I am new to Spark & scala. I have a requirement to process number of json files say from s3 location. These data is basically batch data which would be kept for reproccessing sometime later. Now my spark job should process these files in such a way that it should pick 5 raw json records and should send a message to Kafka topic. The reason of picking only 5 records is kafka topic is processing both real time and batch data simultaneously on the same topic. so the batch processing should not delay the real time processing.
I need to process the whole json file sequentially and so I would pick only 5 records at a time and post a message to kafka and pick next 5 records of json file and so on...
I have written a piece of code which would read from json files and post it to kafka topic.

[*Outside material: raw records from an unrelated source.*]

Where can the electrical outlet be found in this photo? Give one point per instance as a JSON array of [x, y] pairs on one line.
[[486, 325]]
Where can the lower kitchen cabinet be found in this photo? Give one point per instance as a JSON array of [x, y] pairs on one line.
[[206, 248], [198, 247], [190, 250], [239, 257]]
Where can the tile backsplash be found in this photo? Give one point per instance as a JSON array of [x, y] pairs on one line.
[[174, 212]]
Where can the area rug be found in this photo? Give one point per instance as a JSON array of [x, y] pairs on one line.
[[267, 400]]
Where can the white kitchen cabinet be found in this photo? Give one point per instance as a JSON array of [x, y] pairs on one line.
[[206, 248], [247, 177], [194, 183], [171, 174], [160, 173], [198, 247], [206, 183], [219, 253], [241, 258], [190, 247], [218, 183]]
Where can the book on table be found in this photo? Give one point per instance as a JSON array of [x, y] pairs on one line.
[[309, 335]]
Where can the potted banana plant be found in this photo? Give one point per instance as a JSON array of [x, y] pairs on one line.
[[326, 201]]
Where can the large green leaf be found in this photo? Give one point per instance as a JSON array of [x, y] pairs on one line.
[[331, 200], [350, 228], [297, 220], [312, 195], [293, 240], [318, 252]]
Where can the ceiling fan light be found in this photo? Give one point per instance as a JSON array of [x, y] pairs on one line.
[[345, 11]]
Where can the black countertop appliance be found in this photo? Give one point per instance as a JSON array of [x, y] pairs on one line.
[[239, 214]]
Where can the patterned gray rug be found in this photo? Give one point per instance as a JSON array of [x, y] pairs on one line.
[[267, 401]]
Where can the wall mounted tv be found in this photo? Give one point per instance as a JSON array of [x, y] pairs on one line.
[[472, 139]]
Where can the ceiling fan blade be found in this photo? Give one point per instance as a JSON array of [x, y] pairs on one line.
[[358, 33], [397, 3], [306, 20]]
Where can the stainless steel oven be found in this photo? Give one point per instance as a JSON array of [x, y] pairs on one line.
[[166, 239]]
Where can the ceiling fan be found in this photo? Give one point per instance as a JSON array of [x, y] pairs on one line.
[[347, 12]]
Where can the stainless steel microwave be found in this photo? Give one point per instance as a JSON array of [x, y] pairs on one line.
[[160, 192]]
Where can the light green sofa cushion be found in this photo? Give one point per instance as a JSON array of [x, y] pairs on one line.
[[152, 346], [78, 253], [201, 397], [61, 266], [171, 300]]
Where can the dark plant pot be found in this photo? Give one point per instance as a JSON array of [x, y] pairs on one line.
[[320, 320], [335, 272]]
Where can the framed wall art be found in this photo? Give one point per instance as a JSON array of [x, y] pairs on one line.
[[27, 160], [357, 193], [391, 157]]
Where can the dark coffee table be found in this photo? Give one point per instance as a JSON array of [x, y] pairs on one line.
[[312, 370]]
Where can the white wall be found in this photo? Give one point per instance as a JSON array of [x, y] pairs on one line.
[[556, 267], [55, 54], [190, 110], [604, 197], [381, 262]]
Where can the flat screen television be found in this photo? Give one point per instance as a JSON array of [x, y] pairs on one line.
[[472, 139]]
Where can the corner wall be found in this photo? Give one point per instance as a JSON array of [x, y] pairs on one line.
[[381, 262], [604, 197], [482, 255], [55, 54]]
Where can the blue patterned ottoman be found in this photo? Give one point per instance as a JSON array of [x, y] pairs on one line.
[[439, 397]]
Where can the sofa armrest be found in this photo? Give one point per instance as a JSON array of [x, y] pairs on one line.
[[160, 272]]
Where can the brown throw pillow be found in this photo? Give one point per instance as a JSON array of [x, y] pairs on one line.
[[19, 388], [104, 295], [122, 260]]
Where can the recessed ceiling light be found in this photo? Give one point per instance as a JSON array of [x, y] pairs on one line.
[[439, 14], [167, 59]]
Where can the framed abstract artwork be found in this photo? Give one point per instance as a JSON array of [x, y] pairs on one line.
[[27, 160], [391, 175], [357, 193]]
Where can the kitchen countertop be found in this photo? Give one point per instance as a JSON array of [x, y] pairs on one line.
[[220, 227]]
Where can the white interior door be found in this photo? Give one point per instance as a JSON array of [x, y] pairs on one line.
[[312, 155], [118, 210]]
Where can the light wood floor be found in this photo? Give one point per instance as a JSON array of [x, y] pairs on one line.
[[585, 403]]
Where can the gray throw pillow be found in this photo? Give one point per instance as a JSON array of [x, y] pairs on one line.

val jsonRDD = sc.textFile(s3Location)
var count = 0
val buf = new StringBuilder
jsonRDD.collect().foreach(line => {
count += 1
buf ++= line
if (count > 5) {
println(s"Printing 5 jsons $buf")
count = 0
buf.setLength(0)
SendMessagetoKakfaTopic(buf) // psuedo cod for sending message to kafkatopic
Thread.sleep(10000)
}
})
if (buf != null) {
println(s"Printing remaining jsons $buf")
SendMessagetoKakfaTopic(buf)
}
I believe there is a more efficient way of processing JSONs in Spark.
And also I should also be looking for any other parameters like memory, resources etc. Since the data might go beyond 100's of gig.